Categories Biometric R&D  |  Biometrics News
US loses appetite for university research but not China
 

In a report that should surprise no one, China is funding sensitive research – including biometric surveillance tools — in the United States.

The fear, expressed in a post on Coda, is that work on strategic science and technology here, funded by China, could be exported for uses that run counter to U.S. interests.

The publication, which covers anti-democratic technologies and policies, says diversified tech giant Alibaba granted $125,000 to a University of Maryland professor to work on ways to recognize the personality and biometric features of pedestrians.

China‘s appetite for ever-more comprehensive biometric systems is insatiable.

While it is often – and rightly – called out for how it is trying to wipe out its Uyghur minority culture, in no small measure with facial recognition software and ubiquitous surveillance cameras, the same surveillance is used to keep the country’s entire population in line.

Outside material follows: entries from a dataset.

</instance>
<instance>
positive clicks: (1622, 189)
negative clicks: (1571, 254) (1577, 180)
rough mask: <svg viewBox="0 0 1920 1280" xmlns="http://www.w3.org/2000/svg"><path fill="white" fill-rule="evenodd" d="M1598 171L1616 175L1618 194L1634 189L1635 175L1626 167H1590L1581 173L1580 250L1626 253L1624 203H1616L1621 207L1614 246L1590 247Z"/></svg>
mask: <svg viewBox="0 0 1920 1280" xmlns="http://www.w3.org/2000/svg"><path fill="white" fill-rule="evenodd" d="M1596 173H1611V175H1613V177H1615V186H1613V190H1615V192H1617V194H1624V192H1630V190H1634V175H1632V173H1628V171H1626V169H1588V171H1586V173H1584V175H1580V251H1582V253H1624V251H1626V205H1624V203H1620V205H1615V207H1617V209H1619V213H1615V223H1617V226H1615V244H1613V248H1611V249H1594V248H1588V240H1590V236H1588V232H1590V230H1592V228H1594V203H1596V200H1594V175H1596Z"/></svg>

That an expansive autocratic regime would fund research in the United States is not unexpected. Some of the best research and development evolves in U.S. higher-education labs.

But it appears that Beijing might value academic research more than Washington.

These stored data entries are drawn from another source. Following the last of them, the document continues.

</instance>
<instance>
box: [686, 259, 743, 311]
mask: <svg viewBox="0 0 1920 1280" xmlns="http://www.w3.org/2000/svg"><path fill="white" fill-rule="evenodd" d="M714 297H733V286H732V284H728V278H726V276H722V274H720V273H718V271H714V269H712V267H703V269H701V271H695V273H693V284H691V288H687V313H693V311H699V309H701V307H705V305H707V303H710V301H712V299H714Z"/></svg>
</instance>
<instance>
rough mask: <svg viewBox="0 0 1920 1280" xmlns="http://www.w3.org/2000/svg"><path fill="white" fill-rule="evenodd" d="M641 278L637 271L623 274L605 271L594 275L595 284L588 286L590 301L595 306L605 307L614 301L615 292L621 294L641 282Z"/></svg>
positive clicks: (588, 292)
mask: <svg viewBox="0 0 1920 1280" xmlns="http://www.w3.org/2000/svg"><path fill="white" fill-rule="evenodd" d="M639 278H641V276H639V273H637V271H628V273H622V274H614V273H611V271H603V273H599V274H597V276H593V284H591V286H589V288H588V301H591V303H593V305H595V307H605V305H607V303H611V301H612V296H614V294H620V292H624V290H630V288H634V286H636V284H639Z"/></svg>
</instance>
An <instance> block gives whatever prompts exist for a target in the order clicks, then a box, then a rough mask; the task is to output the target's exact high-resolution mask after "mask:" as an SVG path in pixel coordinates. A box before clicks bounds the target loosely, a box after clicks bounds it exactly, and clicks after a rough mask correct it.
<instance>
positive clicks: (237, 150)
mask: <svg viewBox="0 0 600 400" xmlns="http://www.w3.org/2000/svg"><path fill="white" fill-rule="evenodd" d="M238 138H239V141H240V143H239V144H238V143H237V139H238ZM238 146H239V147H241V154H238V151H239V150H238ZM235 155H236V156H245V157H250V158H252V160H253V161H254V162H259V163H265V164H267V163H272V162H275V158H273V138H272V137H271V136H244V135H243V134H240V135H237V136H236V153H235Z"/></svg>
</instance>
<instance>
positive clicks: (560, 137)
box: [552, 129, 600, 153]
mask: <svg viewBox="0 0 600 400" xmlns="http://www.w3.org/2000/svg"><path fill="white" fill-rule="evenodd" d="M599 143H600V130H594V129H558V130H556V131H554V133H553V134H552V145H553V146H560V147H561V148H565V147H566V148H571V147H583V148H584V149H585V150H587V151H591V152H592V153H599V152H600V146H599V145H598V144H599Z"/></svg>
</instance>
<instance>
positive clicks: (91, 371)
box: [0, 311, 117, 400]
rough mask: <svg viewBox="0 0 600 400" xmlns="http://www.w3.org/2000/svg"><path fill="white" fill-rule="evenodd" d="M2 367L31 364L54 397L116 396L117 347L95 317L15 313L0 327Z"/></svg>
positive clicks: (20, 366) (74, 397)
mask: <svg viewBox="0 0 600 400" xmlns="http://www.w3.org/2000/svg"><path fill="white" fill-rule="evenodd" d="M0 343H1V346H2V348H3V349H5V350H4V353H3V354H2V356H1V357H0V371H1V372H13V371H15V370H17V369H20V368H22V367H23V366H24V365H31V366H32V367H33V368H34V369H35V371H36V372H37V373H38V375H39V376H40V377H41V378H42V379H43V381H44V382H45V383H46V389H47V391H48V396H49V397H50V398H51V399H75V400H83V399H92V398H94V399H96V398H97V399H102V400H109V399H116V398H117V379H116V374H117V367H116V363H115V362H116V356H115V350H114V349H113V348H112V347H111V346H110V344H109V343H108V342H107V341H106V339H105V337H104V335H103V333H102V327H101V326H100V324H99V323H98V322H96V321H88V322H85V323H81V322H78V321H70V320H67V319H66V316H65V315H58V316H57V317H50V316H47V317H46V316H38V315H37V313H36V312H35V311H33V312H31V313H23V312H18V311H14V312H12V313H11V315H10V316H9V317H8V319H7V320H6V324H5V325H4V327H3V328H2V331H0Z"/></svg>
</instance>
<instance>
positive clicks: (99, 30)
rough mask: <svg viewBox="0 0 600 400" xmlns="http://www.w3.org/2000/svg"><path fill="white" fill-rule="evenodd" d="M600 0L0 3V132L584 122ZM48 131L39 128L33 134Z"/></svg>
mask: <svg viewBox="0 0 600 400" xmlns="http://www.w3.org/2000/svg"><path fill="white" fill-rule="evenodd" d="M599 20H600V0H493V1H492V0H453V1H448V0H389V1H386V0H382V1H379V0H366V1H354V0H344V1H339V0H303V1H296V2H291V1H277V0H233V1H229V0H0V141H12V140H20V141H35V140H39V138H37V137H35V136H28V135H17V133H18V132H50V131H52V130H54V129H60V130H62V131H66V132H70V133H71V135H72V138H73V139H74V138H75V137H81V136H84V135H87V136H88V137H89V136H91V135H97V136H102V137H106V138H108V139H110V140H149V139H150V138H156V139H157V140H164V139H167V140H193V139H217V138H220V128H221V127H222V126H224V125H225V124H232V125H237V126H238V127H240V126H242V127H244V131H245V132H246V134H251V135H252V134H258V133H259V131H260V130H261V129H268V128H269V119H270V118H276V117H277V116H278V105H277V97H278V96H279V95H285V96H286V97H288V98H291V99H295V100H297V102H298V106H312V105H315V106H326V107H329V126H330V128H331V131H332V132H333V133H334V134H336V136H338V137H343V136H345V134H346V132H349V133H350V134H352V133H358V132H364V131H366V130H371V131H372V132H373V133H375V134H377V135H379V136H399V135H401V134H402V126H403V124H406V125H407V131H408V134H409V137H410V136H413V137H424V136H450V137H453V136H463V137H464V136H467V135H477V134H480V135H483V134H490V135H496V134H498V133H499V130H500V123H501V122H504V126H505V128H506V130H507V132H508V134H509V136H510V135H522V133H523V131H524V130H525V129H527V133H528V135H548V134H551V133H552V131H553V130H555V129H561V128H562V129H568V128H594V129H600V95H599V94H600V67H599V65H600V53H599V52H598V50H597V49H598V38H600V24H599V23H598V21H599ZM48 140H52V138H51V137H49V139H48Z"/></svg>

According to Science, a journal of the American Association for the Advancement of Science, The share of funding going to basic research funding by the federal government fell below 50 percent in 2013, a first since the end of World War II.

Washington made up 70 percent of the funding in the 1960s. Its share was 61 percent in 2004, according to reporting by Science. The decline is attributed to a decade of inattention by lawmakers and a growth in industry funding.

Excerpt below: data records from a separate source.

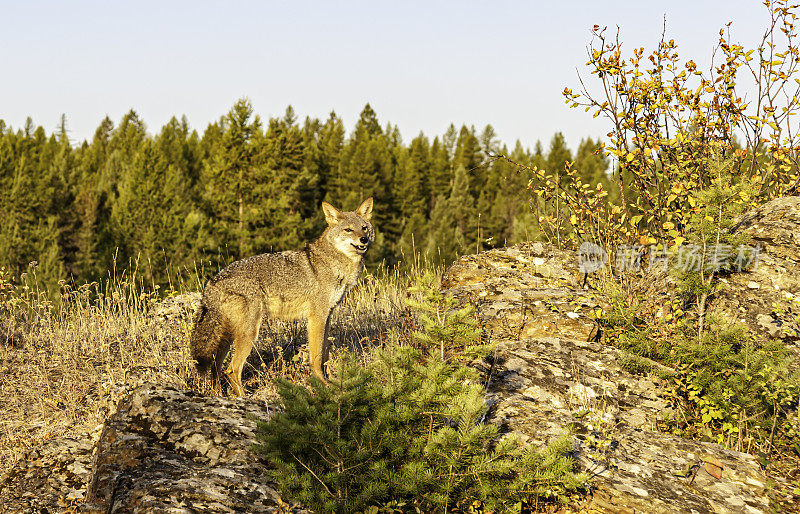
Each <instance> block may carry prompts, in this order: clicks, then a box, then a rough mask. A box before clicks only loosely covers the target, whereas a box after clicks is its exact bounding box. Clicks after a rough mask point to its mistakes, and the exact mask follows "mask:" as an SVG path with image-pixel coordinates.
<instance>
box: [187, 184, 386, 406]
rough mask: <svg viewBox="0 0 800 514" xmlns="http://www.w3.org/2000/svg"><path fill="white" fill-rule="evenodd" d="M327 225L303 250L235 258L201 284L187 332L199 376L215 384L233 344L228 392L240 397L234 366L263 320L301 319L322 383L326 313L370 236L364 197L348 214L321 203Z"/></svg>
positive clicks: (373, 232) (241, 381)
mask: <svg viewBox="0 0 800 514" xmlns="http://www.w3.org/2000/svg"><path fill="white" fill-rule="evenodd" d="M322 210H323V211H324V213H325V220H326V221H327V222H328V227H327V228H326V229H325V231H324V232H323V233H322V235H321V236H320V237H319V238H318V239H317V240H316V241H314V242H312V243H309V244H308V245H307V246H306V247H305V248H304V249H302V250H297V251H288V252H281V253H265V254H262V255H256V256H254V257H248V258H246V259H242V260H240V261H236V262H234V263H233V264H231V265H230V266H228V267H226V268H225V269H223V270H222V271H220V272H219V273H218V274H217V275H216V276H215V277H214V278H212V279H211V280H209V281H208V283H207V284H206V287H205V289H204V290H203V299H202V301H201V303H200V307H199V308H198V310H197V314H196V316H195V323H194V328H193V330H192V338H191V346H192V357H193V358H194V359H195V360H196V361H197V367H198V369H199V370H200V371H201V372H206V371H208V370H210V371H211V373H212V380H214V382H215V383H219V376H220V369H221V367H222V364H223V361H224V360H225V356H226V355H227V354H228V350H229V348H230V347H231V346H232V347H233V355H232V357H231V362H230V365H229V366H228V369H227V370H225V373H226V374H227V375H228V378H229V380H230V383H231V385H232V386H233V389H234V391H235V393H236V394H237V395H239V396H242V395H244V392H245V391H244V387H243V386H242V368H243V367H244V363H245V361H246V360H247V357H248V355H250V351H251V350H252V349H253V344H254V343H255V341H256V339H258V332H259V329H260V327H261V323H262V322H263V321H264V319H265V318H267V317H270V318H272V319H283V320H296V319H306V320H308V346H309V354H310V357H311V370H312V372H313V373H314V375H315V376H317V377H318V378H319V379H321V380H323V381H324V380H325V375H324V369H323V366H324V365H325V362H326V361H327V360H328V347H327V333H328V322H329V320H330V315H331V311H332V310H333V308H334V307H336V305H338V304H339V302H341V301H342V298H344V295H345V294H346V293H347V291H349V290H350V289H351V288H352V287H353V286H354V285H355V283H356V281H357V280H358V276H359V275H360V274H361V270H362V269H363V268H364V253H366V251H367V248H368V247H369V244H370V243H371V242H372V240H373V239H374V232H373V229H372V225H371V224H370V223H369V220H370V218H371V217H372V198H368V199H366V200H364V202H363V203H362V204H361V206H359V208H358V209H356V210H355V211H353V212H341V211H339V210H338V209H336V208H335V207H333V206H332V205H330V204H329V203H327V202H322Z"/></svg>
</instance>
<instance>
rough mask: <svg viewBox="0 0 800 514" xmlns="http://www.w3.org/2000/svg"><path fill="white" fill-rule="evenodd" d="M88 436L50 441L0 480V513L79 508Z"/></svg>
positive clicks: (74, 437)
mask: <svg viewBox="0 0 800 514" xmlns="http://www.w3.org/2000/svg"><path fill="white" fill-rule="evenodd" d="M93 448H94V443H93V440H92V437H91V435H90V434H79V435H76V436H71V437H59V438H54V439H51V440H49V441H47V442H45V443H43V444H42V445H40V446H38V447H36V448H34V449H33V450H31V451H30V452H28V454H27V456H26V458H25V459H22V460H21V461H19V462H17V464H16V466H15V467H14V468H13V469H12V470H11V471H10V472H9V473H7V474H6V475H4V476H3V478H2V480H0V512H4V513H23V512H24V513H28V512H64V511H66V510H67V509H68V508H70V507H72V506H77V505H81V504H82V503H83V500H84V499H85V496H86V483H87V481H88V480H89V476H90V470H91V468H92V450H93Z"/></svg>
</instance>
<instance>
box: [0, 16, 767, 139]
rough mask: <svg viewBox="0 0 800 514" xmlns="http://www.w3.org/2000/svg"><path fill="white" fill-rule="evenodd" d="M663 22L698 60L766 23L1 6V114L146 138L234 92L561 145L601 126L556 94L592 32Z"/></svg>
mask: <svg viewBox="0 0 800 514" xmlns="http://www.w3.org/2000/svg"><path fill="white" fill-rule="evenodd" d="M664 15H666V16H667V35H668V37H669V38H673V39H675V40H676V41H677V42H678V44H679V51H680V52H681V54H682V56H684V57H685V58H690V57H691V58H693V59H694V60H695V61H696V62H698V64H702V63H707V62H708V61H709V59H710V57H711V51H712V49H713V46H714V44H715V42H716V39H717V37H718V36H717V33H718V30H719V28H720V27H721V26H722V25H724V24H725V23H727V22H729V21H733V25H732V33H733V35H734V38H735V39H737V40H739V41H740V42H742V43H744V44H745V46H754V45H756V44H757V42H758V39H759V36H760V34H761V33H762V32H763V30H764V28H765V27H766V22H767V17H768V15H767V11H766V9H765V8H764V7H763V5H761V3H760V2H759V1H757V0H750V1H742V0H727V1H722V0H696V1H684V0H679V1H675V2H669V3H667V2H643V1H614V0H605V1H572V2H569V1H566V2H565V1H561V2H558V1H555V2H554V1H552V0H550V1H546V2H545V1H542V2H539V1H528V2H511V1H508V2H505V1H496V2H471V1H466V0H464V1H459V2H434V1H431V0H429V1H426V2H415V1H404V2H381V1H375V0H373V1H371V2H366V1H364V2H362V1H359V2H332V1H328V2H302V1H294V2H289V1H284V2H268V1H261V2H245V1H229V2H204V1H198V0H195V1H192V2H183V1H159V2H150V1H138V2H113V1H95V2H64V1H53V2H44V1H36V0H31V1H26V2H22V1H18V2H8V1H5V0H0V48H2V50H0V70H1V71H0V119H3V120H5V121H6V123H9V124H11V125H13V126H14V127H19V126H21V125H22V124H23V123H24V122H25V119H26V117H27V116H31V117H32V118H33V120H34V122H36V123H37V124H41V125H43V126H44V127H45V128H46V129H47V130H48V131H50V130H53V129H55V127H56V126H57V124H58V120H59V118H60V116H61V114H62V113H64V114H66V116H67V120H68V126H69V128H70V130H71V134H70V135H71V137H72V139H73V141H81V140H83V139H86V138H91V136H92V134H93V133H94V131H95V129H96V127H97V125H98V124H99V122H100V120H101V119H102V118H103V116H105V115H106V114H107V115H109V116H110V117H111V119H112V120H114V121H115V122H117V121H119V119H120V118H121V117H122V115H123V114H124V113H125V112H127V111H128V110H129V109H130V108H134V109H136V111H137V112H139V114H140V115H141V116H142V118H143V119H144V120H145V122H146V123H147V125H148V128H149V130H150V131H157V130H158V129H159V128H160V127H161V126H162V125H163V124H164V123H165V122H166V121H167V120H168V119H169V118H170V117H171V116H172V115H181V114H185V115H186V116H187V118H188V120H189V122H190V124H191V125H192V127H193V128H196V129H198V131H200V132H202V130H203V129H204V128H205V126H206V125H207V124H208V123H209V122H211V121H213V120H215V119H217V118H219V116H221V115H223V114H225V113H226V112H227V111H228V110H229V109H230V107H231V106H232V104H233V103H234V101H236V100H237V99H238V98H241V97H242V96H247V97H249V98H250V99H251V100H252V102H253V105H254V107H255V110H256V112H257V113H258V114H260V115H261V116H262V117H263V118H268V117H270V116H278V115H282V114H283V112H284V110H285V108H286V106H287V105H288V104H291V105H292V106H293V107H294V108H295V111H296V112H297V114H298V115H300V116H301V117H304V116H306V115H311V116H314V117H322V118H324V117H327V114H328V113H329V112H330V111H331V110H335V111H336V112H337V113H338V114H339V115H340V116H342V117H343V119H344V121H345V124H346V126H347V127H348V130H349V129H350V128H352V126H353V124H354V122H355V120H356V118H357V116H358V113H359V112H360V111H361V109H362V108H363V106H364V104H365V103H367V102H369V103H370V104H371V105H372V106H373V108H374V109H375V110H376V112H377V113H378V116H379V119H380V120H381V122H382V123H383V124H385V123H386V122H387V121H389V122H391V123H393V124H396V125H398V126H399V127H400V130H401V133H402V135H403V138H404V140H405V141H409V140H410V139H411V138H413V137H414V136H415V135H416V134H418V133H419V132H420V131H423V132H425V134H426V135H428V136H431V137H432V136H434V135H437V134H441V133H442V132H444V130H445V129H446V128H447V126H448V125H449V123H451V122H453V123H455V124H456V125H457V126H458V125H460V124H462V123H465V124H467V125H475V126H476V127H477V128H478V129H479V130H480V129H481V128H483V126H485V125H486V124H487V123H491V124H492V125H493V126H494V128H495V130H496V131H497V133H498V135H499V136H500V139H501V140H502V141H505V142H508V143H513V142H514V141H515V140H516V139H520V140H521V141H522V142H523V144H524V145H526V146H533V144H534V143H535V142H536V140H537V139H539V140H542V143H543V144H545V145H546V144H547V143H548V141H549V139H550V137H551V136H552V134H553V133H554V132H555V131H558V130H560V131H562V132H564V134H565V136H566V137H567V141H568V143H569V144H570V146H571V147H572V148H573V149H574V148H575V147H576V146H577V143H578V141H579V140H580V139H581V138H582V137H585V136H592V137H598V136H602V135H603V134H605V133H606V132H607V131H608V127H607V125H606V123H604V122H602V121H601V119H600V118H598V119H594V120H593V119H592V118H591V116H590V115H589V114H585V113H584V112H583V110H571V109H569V108H568V107H567V106H566V105H565V104H564V101H563V99H562V96H561V91H562V90H563V89H564V87H565V86H569V87H573V88H575V87H576V86H577V73H578V72H579V71H580V72H582V74H584V75H586V73H585V68H584V64H585V62H586V46H587V44H588V43H589V42H590V29H591V26H592V25H593V24H595V23H597V24H599V25H601V26H602V25H608V26H609V27H610V30H616V26H619V27H620V30H621V34H622V39H623V40H624V41H625V43H626V46H627V48H629V49H630V48H633V46H641V45H644V46H645V47H646V48H650V47H652V45H654V44H655V43H656V42H657V40H658V38H659V36H660V33H661V27H662V20H663V17H664Z"/></svg>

The federal government still pitches in more than institutional funds, state and local government and businesses, but its only two drops in constant 2012 dollars since 1972 occurred in 2007 and 2013, according to the National Science Foundation.

In 2013, the United States ranked 24th globally in funding for university research and development as a share of gross domestic product, according to the research publisher Statista. The United States fell to 28th place, Statista says, citing information it got from the Information Technology & Innovation Foundation.

It outranked China, but itself was outranked by much of Europe, the United Kingdom, Australia and Singapore.